Traditionally, the cooked corn is smothered with mayonnaise, Cotija cheese, a little lime juice, and a lot of spices. There is a unique umami taste from the cheese, the creamy mayo cools and coats your mouth, and by the time you finish eating the entire cob, your lips with tingle from the spices.
This is my version of the beloved street food. I did not have Cotija cheese so I substituted a mixture of grated parmesan and pecorino romano cheese. You still get the same saltiness and funk. I’ve never been a fan of mayonnaise, so I like to use whipped butter loaded with spices.
You have to use fresh corn still in the husk. Remove any damaged or discolored outer husks. Peel the husks down to the base of the corn, but do not detach from the cob. Remove the silk around the corn.
Pull the husks back up over the corn and tie the ends. I like to take a small piece of the husk and use it as a tie, but kitchen string also works. Boiling the corn in the husk protects the kernels from overcooking, keeps the corn moist, and it prevents the sweet corn flavor from leaching into the water.
Cook the corn in a large pot of salted boiling water. I used 6 quarts of water and 3 tablespoons of kosher salt. I think it’s the perfect ratio of water to salt that helps highlight the sweetness of the corn. Let the corn cook for 8-10 minutes. If you don’t have a large enough pot, cook the corn in batches using the same water.
Once corn is cooked, peel back the husks and use it as a handle. Spread the seasoned butter all over the corn. Sprinkle cheese, crushed red pepper, salt, and any other toppings you prefer (sour cream, lime juice, hot sauce). Or if you are a purist, simply eat the corn directly from the pot. The salted water is enough seasoning for the corn. And enjoy!
Yield: 5 cobs of corn
- 5 ears fresh corn in the husk
- 6 quarts water
- 3 Tbsp kosher salt
- 1/4 cup unsalted butter, softened, room temperature
- 1/8-1/4 tsp cayenne pepper, depending on how spicy you want it
- 1/4 tsp garlic powder
- 3/4 tsp kosher salt
- 1/2 tsp crushed red pepper
- 1/4 tsp chili powder (optional)
- 4 Tbsp grated parmesan cheese
- 2 Tbsp grated pecorino romano cheese
- chopped chives, as needed
- crushed red pepper, as needed
- kosher salt, as needed
- In a large stock pot, bring 6 quarts of water and 3 Tbsp of kosher salt to a boil.
- Remove any damaged or discolored outer husks of corn. Peel the husks down to the base of the corn, but do not detach from the cob. Remove the silk around the corn.
- Pull the husks back up over the corn and tie the ends together using a small piece of husk or kitchen string.
- Gently put corn into the boiling salted water. Cook for 8-10 minutes.

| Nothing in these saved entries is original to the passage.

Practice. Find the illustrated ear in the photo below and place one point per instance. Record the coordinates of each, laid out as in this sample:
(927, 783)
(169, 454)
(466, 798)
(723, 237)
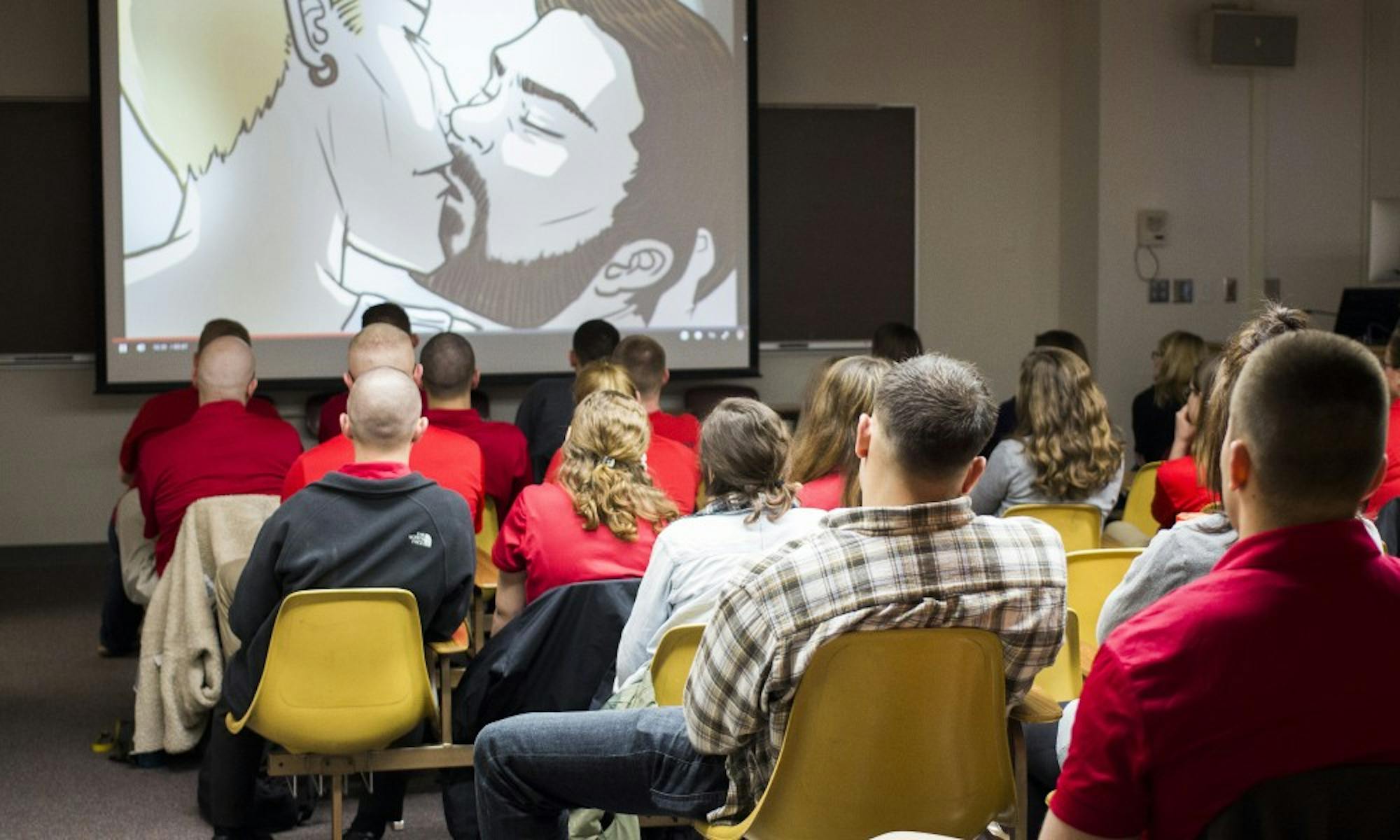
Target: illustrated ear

Remove corn from water, drain, and let sit for a couple minutes before opening (corn will be very hot).
- Peel back the husks and use it as a handle. Spread seasoned butter all over corn. Sprinkle cheese and other toppings over corn.
- In a small bowl, whipped softened butter. Add cayenne pepper, garlic powder, salt, red pepper, and chili powder. Let butter sit for at least 15 minutes to allow flavors to develop. Spread over cooked corn.